Insufficient angiogenesis in the chronic wound of the diabetic is one of the most important causes that making the wound unable to heal itself. In this work, a cobalt-based metal–organic framework (ZIF-67) was introduced as a carrier for loading a pro-angiogenic small molecular drug (dimethyloxalylglycine, DMOG). To achieve a long-term angiogenic therapy on the diabetic wound beds, a dual cooperative controllable release system has been designed by incorporating the drug-loaded ZIF-67 nanoparticles into the micro-patterned PLLA/Gelatin nanofibrous scaffolds. The results showed that DMOG was incorporated into ZIF-67 with a high loading ratio (359.12 mg/g), and the drug-loaded ZIF-67 nanoparticles were well embedded in the circular patterned scaffold. Notably, the DMOG as well as Co ions could continuously release from the scaffold for more than 15 days. The in vitro studies showed that the released Co ions and DMOG from the micropatterned nanofibrous scaffolds could synergistically promote the proliferation, migration and tube formation of the human umbilical vein endothelial cells (HUVECs) by inducing a hypoxia response and upregulating the expression of angiogenesis-related genes such as HIF-1α, VEGF and e-NOS. Furthermore, the in vivo results demonstrated that the composite scaffolds could significantly enhance angiogenesis, collagen deposition and eliminate inflammation in the diabetes wounds. These results indicate that the cobalt-based metal–organic framework as a dual cooperative controllable release system provides a new strategy for enhancing angiogenesis and promoting diabetic wound healing.

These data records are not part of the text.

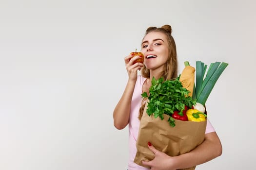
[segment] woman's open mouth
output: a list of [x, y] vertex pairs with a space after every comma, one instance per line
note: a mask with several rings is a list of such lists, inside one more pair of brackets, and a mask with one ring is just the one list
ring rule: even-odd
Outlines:
[[151, 59], [151, 58], [156, 58], [157, 57], [157, 55], [148, 55], [146, 56], [146, 58], [147, 59]]

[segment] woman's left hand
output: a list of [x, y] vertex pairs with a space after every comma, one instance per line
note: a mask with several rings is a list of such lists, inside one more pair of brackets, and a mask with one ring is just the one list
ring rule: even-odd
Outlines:
[[151, 167], [151, 170], [175, 170], [175, 158], [157, 150], [150, 143], [148, 143], [149, 149], [155, 154], [155, 158], [150, 161], [142, 161], [144, 165]]

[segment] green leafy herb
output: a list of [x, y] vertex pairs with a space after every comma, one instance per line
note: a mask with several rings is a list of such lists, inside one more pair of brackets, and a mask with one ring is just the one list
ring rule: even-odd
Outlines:
[[[190, 92], [182, 86], [179, 79], [179, 76], [164, 81], [162, 77], [158, 80], [153, 77], [148, 96], [146, 92], [141, 94], [142, 97], [148, 98], [146, 111], [149, 116], [153, 114], [155, 118], [159, 117], [162, 120], [164, 114], [171, 116], [175, 111], [182, 113], [185, 105], [191, 108], [196, 104], [196, 100], [188, 96]], [[168, 121], [171, 126], [175, 126], [173, 118]]]

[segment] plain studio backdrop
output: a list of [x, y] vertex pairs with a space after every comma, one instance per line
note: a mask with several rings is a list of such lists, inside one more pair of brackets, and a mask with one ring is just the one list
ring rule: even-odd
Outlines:
[[[172, 26], [183, 62], [229, 64], [208, 98], [222, 155], [197, 170], [255, 168], [255, 0], [0, 0], [0, 169], [126, 170], [113, 111], [124, 58]], [[188, 160], [189, 161], [189, 160]]]

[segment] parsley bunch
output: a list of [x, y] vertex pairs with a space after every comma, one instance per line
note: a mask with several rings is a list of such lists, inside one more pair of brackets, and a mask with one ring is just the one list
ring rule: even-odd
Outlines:
[[163, 114], [170, 116], [168, 120], [170, 125], [175, 126], [172, 114], [175, 111], [182, 113], [185, 106], [191, 108], [196, 103], [196, 100], [188, 96], [189, 91], [182, 86], [179, 81], [179, 76], [174, 80], [164, 81], [161, 77], [156, 80], [152, 79], [149, 95], [146, 92], [141, 94], [143, 98], [149, 100], [147, 113], [150, 116], [153, 114], [157, 118], [159, 117], [163, 119]]

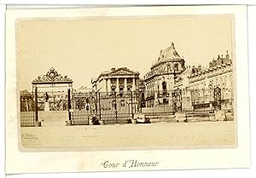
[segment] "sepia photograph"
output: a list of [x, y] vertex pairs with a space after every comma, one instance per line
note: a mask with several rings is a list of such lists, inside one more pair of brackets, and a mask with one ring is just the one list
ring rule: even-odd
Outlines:
[[9, 174], [249, 166], [246, 6], [16, 7], [5, 32]]
[[23, 148], [236, 146], [232, 15], [20, 20], [16, 31]]

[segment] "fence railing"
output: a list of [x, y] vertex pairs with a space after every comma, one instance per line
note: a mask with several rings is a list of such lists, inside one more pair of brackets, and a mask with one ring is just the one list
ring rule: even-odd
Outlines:
[[[26, 100], [20, 97], [21, 126], [34, 124], [36, 108], [38, 112], [44, 111], [44, 94], [38, 92], [37, 107], [35, 95]], [[125, 123], [137, 112], [145, 116], [169, 116], [176, 112], [233, 111], [234, 105], [230, 89], [71, 92], [70, 96], [68, 92], [52, 92], [49, 97], [49, 112], [72, 111], [68, 112], [69, 118], [76, 125], [89, 124], [94, 115], [106, 123]]]

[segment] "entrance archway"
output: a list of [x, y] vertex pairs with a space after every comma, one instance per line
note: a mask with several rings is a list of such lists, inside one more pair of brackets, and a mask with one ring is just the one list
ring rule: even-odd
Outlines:
[[67, 76], [63, 77], [51, 67], [46, 74], [38, 76], [32, 83], [36, 123], [41, 123], [42, 126], [54, 123], [65, 125], [66, 121], [71, 122], [72, 79]]

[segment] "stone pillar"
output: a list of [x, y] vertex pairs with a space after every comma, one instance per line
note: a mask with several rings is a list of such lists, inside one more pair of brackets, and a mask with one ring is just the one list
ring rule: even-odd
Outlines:
[[111, 81], [110, 81], [110, 78], [107, 79], [107, 92], [111, 92]]
[[116, 92], [119, 92], [119, 78], [116, 78]]
[[124, 91], [126, 92], [127, 91], [127, 78], [125, 78], [125, 89]]
[[132, 78], [132, 90], [136, 91], [135, 78]]

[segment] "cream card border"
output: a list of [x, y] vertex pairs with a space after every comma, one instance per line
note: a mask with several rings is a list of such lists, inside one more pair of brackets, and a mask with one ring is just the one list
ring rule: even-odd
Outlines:
[[[229, 149], [20, 152], [18, 147], [15, 21], [26, 18], [233, 14], [236, 31], [238, 146]], [[183, 6], [6, 11], [6, 173], [244, 168], [250, 164], [246, 6]], [[155, 167], [104, 169], [134, 159]]]

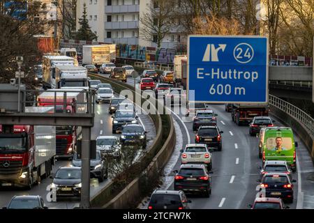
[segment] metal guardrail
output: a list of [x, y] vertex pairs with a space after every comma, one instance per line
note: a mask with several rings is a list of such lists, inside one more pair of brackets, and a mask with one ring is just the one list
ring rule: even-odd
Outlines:
[[269, 95], [269, 104], [297, 120], [312, 136], [314, 136], [313, 118], [297, 107], [272, 95]]

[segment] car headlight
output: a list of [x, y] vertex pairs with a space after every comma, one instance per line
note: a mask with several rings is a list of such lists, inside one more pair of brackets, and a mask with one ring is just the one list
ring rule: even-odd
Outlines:
[[101, 164], [98, 164], [98, 165], [96, 165], [95, 166], [95, 167], [94, 168], [94, 169], [99, 169], [99, 168], [100, 168], [101, 167]]
[[82, 187], [82, 183], [75, 184], [74, 185], [76, 187]]

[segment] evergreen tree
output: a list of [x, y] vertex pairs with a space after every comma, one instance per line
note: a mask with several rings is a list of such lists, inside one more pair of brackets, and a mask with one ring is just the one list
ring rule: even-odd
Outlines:
[[87, 13], [86, 12], [86, 3], [84, 3], [84, 10], [82, 18], [79, 19], [80, 29], [75, 36], [75, 39], [80, 40], [88, 40], [91, 41], [97, 39], [97, 36], [93, 33], [91, 30], [91, 27], [89, 25], [89, 21], [87, 20]]

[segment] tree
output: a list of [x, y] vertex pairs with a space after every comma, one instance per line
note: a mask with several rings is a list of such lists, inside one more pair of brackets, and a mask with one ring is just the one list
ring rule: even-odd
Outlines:
[[157, 43], [160, 47], [161, 42], [167, 33], [171, 32], [174, 24], [172, 1], [155, 0], [147, 6], [147, 13], [140, 18], [142, 38]]
[[87, 20], [87, 13], [86, 11], [86, 3], [83, 4], [84, 10], [82, 18], [79, 19], [80, 29], [77, 31], [75, 38], [80, 40], [91, 41], [97, 39], [97, 36], [91, 30], [89, 25], [89, 20]]

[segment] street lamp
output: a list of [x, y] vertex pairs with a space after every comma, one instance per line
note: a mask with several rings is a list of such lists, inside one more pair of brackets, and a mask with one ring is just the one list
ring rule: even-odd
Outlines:
[[20, 112], [21, 105], [20, 105], [20, 93], [21, 93], [21, 67], [23, 64], [23, 56], [18, 56], [16, 57], [16, 63], [19, 67], [19, 85], [18, 85], [18, 93], [17, 93], [17, 112]]

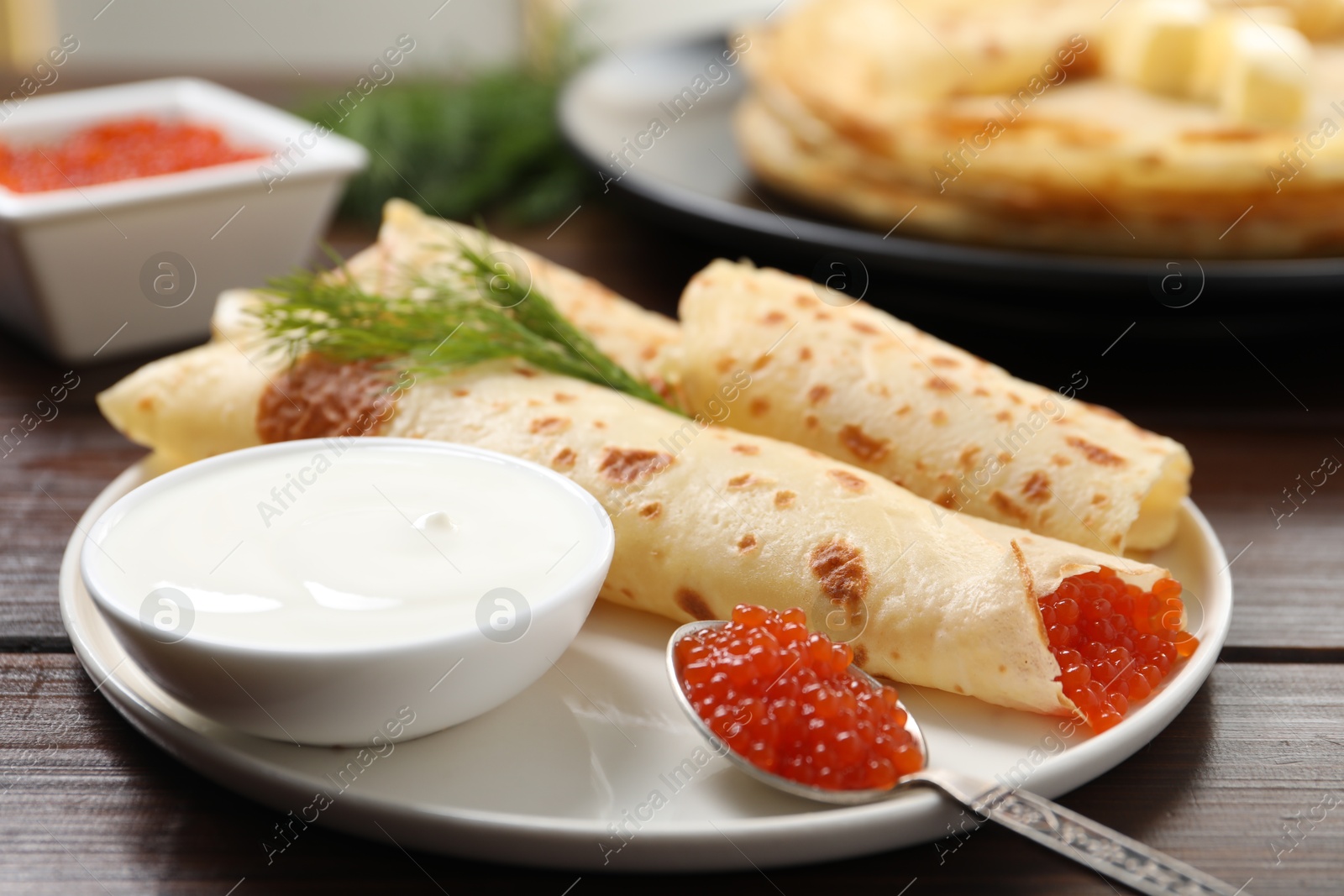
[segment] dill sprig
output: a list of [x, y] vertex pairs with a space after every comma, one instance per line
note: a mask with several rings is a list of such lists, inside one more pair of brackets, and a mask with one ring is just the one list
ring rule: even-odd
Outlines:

糖尿病慢性伤口的血管生成不足是导致伤口无法自愈的最重要原因之一。在这项工作中，引入了基于钴的金属有机骨架（ZIF-67）作为载体，以加载促血管生成的小分子药物（二甲基草酰甘氨酸，DMOG）。为了在糖尿病伤口床上实现长期的血管生成治疗，已通过将载有药物的ZIF-67纳米颗粒掺入微图案化的PLLA /明胶纳米纤维支架中，设计了一种双重协同可控释放系统。结果表明，将DMOG以高负载比（359.12 mg / g）掺入ZIF-67中，并且将负载药物的ZIF-67纳米颗粒很好地嵌入圆形构图支架中。值得注意的是 DMOG以及Co离子可能会从支架上连续释放超过15天。的体外研究表明，微模式纳米纤维支架释放的Co离子和DMOG可以通过诱导缺氧反应并上调血管生成相关基因的表达来协同促进人脐静脉内皮细胞（HUVEC）的增殖，迁移和管形成。如HIF-1α，VEGF和e-NOS。此外，体内结果表明复合支架可以显着增强血管生成，胶原蛋白沉积并消除糖尿病伤口中的炎症。这些结果表明，基于钴的金属-有机框架作为双重协同可控释放系统提供了增强血管生成和促进糖尿病伤口愈合的新策略。